Secretary of the U.S. Navy Richard V. Spencer announced a future Arleigh Burke-class guided-missile destroyer will be named in honor of late Sen. Thad Cochran, a Navy veteran.


Future Arleigh Burke class guided missile destroyer will be named Thad Cochran 925 001 A graphic illustration of the future Arleigh Burke-class guided-missile destroyer USS Thad Cochran. (Picture source U.S. Navy)


Cochran was commissioned an ensign in the U.S. Naval Reserve in 1959 after graduating from the University of Mississippi with a bachelor’s degree in psychology and completed his service in the U.S. Navy in 1961.

He served on the staff of the Commandant of the Eighth Naval District in New Orleans, Louisiana; taught military law and naval orientation at the Officer Candidate School in Newport, Rhode Island; and was promoted to the rank of Lieutenant in the U.S. Naval Reserve.

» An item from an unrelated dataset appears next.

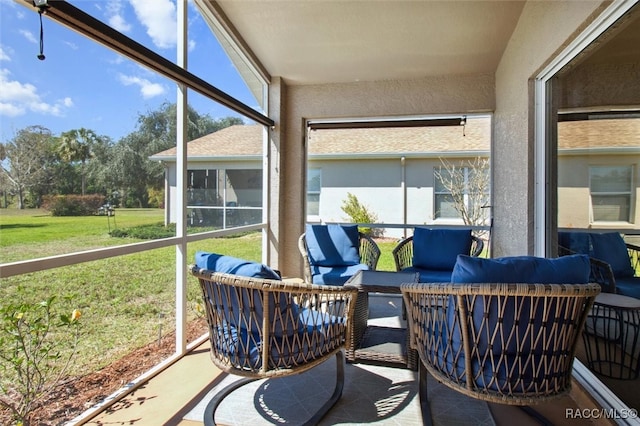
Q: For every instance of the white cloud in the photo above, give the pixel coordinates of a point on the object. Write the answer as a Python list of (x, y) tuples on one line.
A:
[(4, 56), (29, 36), (18, 98), (159, 17), (116, 18), (147, 88)]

The U.S. Secretary of the Navy has sole authority to name Navy vessels. Guided-missile destroyers are currently named to honor members of the Navy, Marine Corps, and Coast Guard; former secretaries and assistant secretaries of the Navy; and members of Congress closely identified with naval affairs.

 The future USS Thad Cochran will be capable of fighting air, surface, and subsurface battles simultaneously and will contain a combination of offensive and defensive weapon systems to support maritime warfare, including integrated air and missile defense and vertical launch capabilities.

The Arleigh Burke class of guided missile destroyers (DDGs) is a United States Navy class of destroyer built around the Aegis Combat System and the SPY-1D multifunction passive electronically scanned array radar. Guided-missile destroyers are multi-mission surface combatants capable of conducting Anti-Air Warfare (AAW), Anti-Submarine Warfare (ASW), and Anti-Surface Warfare (ASuW). The destroyer's armament has greatly expanded the role of the ship in strike warfare utilizing the MK-41 Vertical Launching System (VLS) of the DDG 51 class, and the Advanced Vertical Launch System (AVLS) the DDG 1000 class.